Open-source document indexing library for building hierarchical trees from PDF and Markdown.

These details have not been verified by PyPI

Project description

doctr

Deterministic document indexing library with PageIndex-style tree output:

title
node_id
start_index
end_index
summary
nodes

Works for pdf, docx, xlsx/xlsm, md/markdown, txt, msg, plus optional embedded-file recursion.

Package Name

PyPI distribution name: doctr-index
Python import name: doctr

Compatibility:

Legacy imports from pdfindexing are still supported via shim modules.

Install

Core:

pip install -e '.[dev]'

From PyPI:

pip install doctr-index

With Office (docx, xlsx, xlsm):

pip install -e '.[office]'

With Docling:

pip install -e '.[docling]'

With OCR provider adapter:

pip install -e '.[ocr]'

Architecture (Separate Methods)

Document input (pdf/docx/xlsx/...)
Docling conversion (layout + OCR + reading order + tables)
Tree index builder
Retrieval/chat layer

Use DocumentPipeline when you want these stages explicitly separated.

Quick Start

from doctr import index_document

idx = index_document(
    "/path/to/report.pdf",
    prefer_toc_hierarchy=True,
    include_embedded=True,
    max_embedded_depth=2,
)

tree = idx.to_pageindex_dict(include_empty_nodes=False)
print(tree["nodes"][0])

Full Public API (Every Export) with Usage

1) `index_document(...)`

Single entrypoint for supported local files.

from doctr import index_document

idx = index_document(
    "/path/to/file.pdf",
    max_toc_pages=20,
    prefer_toc_hierarchy=False,
    summary_max_chars=None,   # full summaries
    include_embedded=False,
    max_embedded_depth=2,
)

2) `index_pdf_file(path, ...)`

PDF-specific indexing.

from doctr import index_pdf_file

idx = index_pdf_file("/path/to/file.pdf", prefer_toc_hierarchy=True)

3) `index_docx_file(path)`

DOCX indexing from heading styles and paragraph sections.

from doctr import index_docx_file

idx = index_docx_file("/path/to/file.docx")

4) `index_xlsx_file(path)`

XLSX/XLSM indexing by sheets and row chunks.

from doctr import index_xlsx_file

idx = index_xlsx_file("/path/to/file.xlsx")
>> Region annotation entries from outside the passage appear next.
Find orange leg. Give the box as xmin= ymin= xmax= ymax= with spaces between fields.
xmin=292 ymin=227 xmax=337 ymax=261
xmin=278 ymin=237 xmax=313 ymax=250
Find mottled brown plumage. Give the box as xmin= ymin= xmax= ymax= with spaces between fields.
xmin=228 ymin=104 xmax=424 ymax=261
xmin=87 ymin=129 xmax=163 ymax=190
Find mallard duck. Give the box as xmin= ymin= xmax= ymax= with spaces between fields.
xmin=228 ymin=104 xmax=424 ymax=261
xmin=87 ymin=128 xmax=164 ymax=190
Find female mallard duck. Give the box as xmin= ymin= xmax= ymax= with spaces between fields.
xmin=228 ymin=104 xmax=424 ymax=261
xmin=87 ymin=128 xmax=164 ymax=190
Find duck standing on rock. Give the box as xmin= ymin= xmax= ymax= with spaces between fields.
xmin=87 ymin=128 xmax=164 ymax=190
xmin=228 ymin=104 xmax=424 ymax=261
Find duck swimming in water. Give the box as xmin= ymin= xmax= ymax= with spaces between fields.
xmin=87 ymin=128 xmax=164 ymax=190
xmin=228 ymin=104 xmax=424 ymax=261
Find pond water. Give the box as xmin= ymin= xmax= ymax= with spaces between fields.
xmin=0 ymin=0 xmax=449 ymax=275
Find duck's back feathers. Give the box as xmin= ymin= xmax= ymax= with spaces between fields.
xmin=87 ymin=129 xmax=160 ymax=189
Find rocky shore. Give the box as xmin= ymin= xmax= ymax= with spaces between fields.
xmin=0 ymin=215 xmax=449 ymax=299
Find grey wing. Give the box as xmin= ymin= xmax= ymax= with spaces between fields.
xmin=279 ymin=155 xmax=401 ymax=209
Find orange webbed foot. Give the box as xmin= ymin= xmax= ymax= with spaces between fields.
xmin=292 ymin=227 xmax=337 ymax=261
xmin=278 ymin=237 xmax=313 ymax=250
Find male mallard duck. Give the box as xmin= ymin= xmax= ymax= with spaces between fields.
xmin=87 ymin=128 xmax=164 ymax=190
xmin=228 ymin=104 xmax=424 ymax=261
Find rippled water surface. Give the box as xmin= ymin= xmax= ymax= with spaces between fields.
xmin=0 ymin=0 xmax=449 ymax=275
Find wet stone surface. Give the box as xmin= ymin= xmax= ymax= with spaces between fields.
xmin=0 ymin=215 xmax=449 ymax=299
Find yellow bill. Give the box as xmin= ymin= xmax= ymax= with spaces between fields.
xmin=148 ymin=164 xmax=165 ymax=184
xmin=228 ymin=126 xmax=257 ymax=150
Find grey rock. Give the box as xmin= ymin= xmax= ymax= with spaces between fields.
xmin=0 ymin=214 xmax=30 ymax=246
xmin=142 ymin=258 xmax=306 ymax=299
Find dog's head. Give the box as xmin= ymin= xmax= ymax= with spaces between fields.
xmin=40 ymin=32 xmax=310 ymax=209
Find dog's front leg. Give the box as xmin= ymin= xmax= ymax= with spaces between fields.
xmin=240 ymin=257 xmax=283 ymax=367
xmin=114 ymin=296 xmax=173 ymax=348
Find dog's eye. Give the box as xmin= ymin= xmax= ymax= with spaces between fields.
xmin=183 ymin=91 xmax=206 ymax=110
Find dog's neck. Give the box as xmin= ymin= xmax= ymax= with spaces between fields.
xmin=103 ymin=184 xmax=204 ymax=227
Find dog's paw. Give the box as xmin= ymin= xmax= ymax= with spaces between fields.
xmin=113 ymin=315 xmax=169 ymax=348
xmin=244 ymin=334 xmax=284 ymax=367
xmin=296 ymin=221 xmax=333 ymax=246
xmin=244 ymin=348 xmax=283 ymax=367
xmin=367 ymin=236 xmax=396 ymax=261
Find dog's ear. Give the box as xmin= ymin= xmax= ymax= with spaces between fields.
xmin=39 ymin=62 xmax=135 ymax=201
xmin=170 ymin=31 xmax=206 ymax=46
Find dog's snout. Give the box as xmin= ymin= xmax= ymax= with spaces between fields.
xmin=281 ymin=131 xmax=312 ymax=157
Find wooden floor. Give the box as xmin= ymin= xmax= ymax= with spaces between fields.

5) `index_markdown_file(path)`

from doctr import index_markdown_file

idx = index_markdown_file("/path/to/file.md")

6) `index_markdown_text(markdown)`

from doctr import index_markdown_text

idx = index_markdown_text("# Root\n## Child\n")

7) `DocumentIndexer`

Class API with normal indexing + OCR indexing methods.

from doctr import DocumentIndexer

indexer = DocumentIndexer()
idx = indexer.index_document("/path/to/file.pdf", include_embedded=True)

8) `DocumentIndexer.index_with_ocr(...)`

Use OCR payload directly or provider.

from doctr import DocumentIndexer

ocr_payload = {
    "doc_id": "pi-abc123",
    "status": "completed",
    "result": [
        {
            "title": "Financial Stability",
            "page_index": 21,
            "text": "Section text...",
            "nodes": []
        }
    ]
}

idx = DocumentIndexer().index_with_ocr("/path/to/scanned.pdf", ocr_payload=ocr_payload)

9) `document_index_from_ocr_payload(payload, source=...)`

Standalone converter from OCR node payload to DocumentIndex.

from doctr import document_index_from_ocr_payload

idx = document_index_from_ocr_payload(ocr_payload, source="/path/to/scanned.pdf")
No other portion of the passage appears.